Some of this 'uncertainty' sounds somewhat... exaggerated. I've worked on fluid and stress models for heavy earth moving equipment (not the engineering side, but the technical simulation side... I'm not an engineer) quite a while ago (12 years or so) that was incredibly detailed and had little if any variance to real-world testing. Air flow over surfaces including turbulence models gets into incredibly dense math, true, but it's fairly well predictable as long as the model is correct.
Sure, there could be some fundamental errors in the CFD models that result in the FH shredding itself at MaxQ or something similar, but I wouldn't put it at 50/50.
So, none of this matters for why rockets are so hard to make. The real reason is quite simply: design tolerances. The most devastating kinds of stresses on a rocket are coincident bending and shear, and those are quite hard to 'solve' even for large transients without expending a lot of material on the envelope. All material at launch has growth factors of 100+, so you really want to minimize material use wherever possible, especially on the first stage.
Most of the peak loading on rockets is not analytic at all. It's stuff like acoustic loading during launch (due to the ground effect) and during max Q when shock formation propagates and often resonates in the structure. These are loads that can constructively or destructively interfere with each other. Combine that with the inherent stochastic nature of the frequencies of sound waves you'll get and it becomes really treacherous to 'properly' design for the maximum loading you can expect. The maximum loading can be some resonant mode that happens once every 100 launches, and that particular loading can suddenly increase stresses on some subsection of your vehicle twofold.

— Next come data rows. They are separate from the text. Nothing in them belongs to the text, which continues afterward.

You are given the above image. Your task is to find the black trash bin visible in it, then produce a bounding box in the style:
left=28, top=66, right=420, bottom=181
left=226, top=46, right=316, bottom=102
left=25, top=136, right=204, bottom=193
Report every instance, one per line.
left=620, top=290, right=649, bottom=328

So you do eigenmode simulations, you thoroughly diffuse the most critical shock front formation sites, you modify the speed of sound through your structure to avoid significant acoustic energy transmission and so on. But that only goes so far. The tools we have nowadays are really not that much different from the Patran/Nastran days of the 90s, just an order of magnitude or two faster. CAD software can't just 'model a rocket'. You have some abstraction of your rocket as a rasterized model, you enter some boundary conditions and constraints and then... you let it run. Some engineer needs to adequately design the model, the loading and the boundary conditions to adequately simulate what goes on. Often, this is done on e.g. a few-degrees section of the symmetrical rocket and just assumed to generalize to the whole structure. Not because that is the best practice, but because simulations still aren't fast enough to simulate on nyquist-satisfying grid spacings.
The rest of the aerospace industry has it easy. Airplane manufacturers just design their absolute maximum loadings at 2x or 3x of 'normal' flight conditions, because airplanes can be way too heavy and still economical (and any crash will cost them orders). Rockets don't have this luxury, so... they blow up. A lot. Fact of life.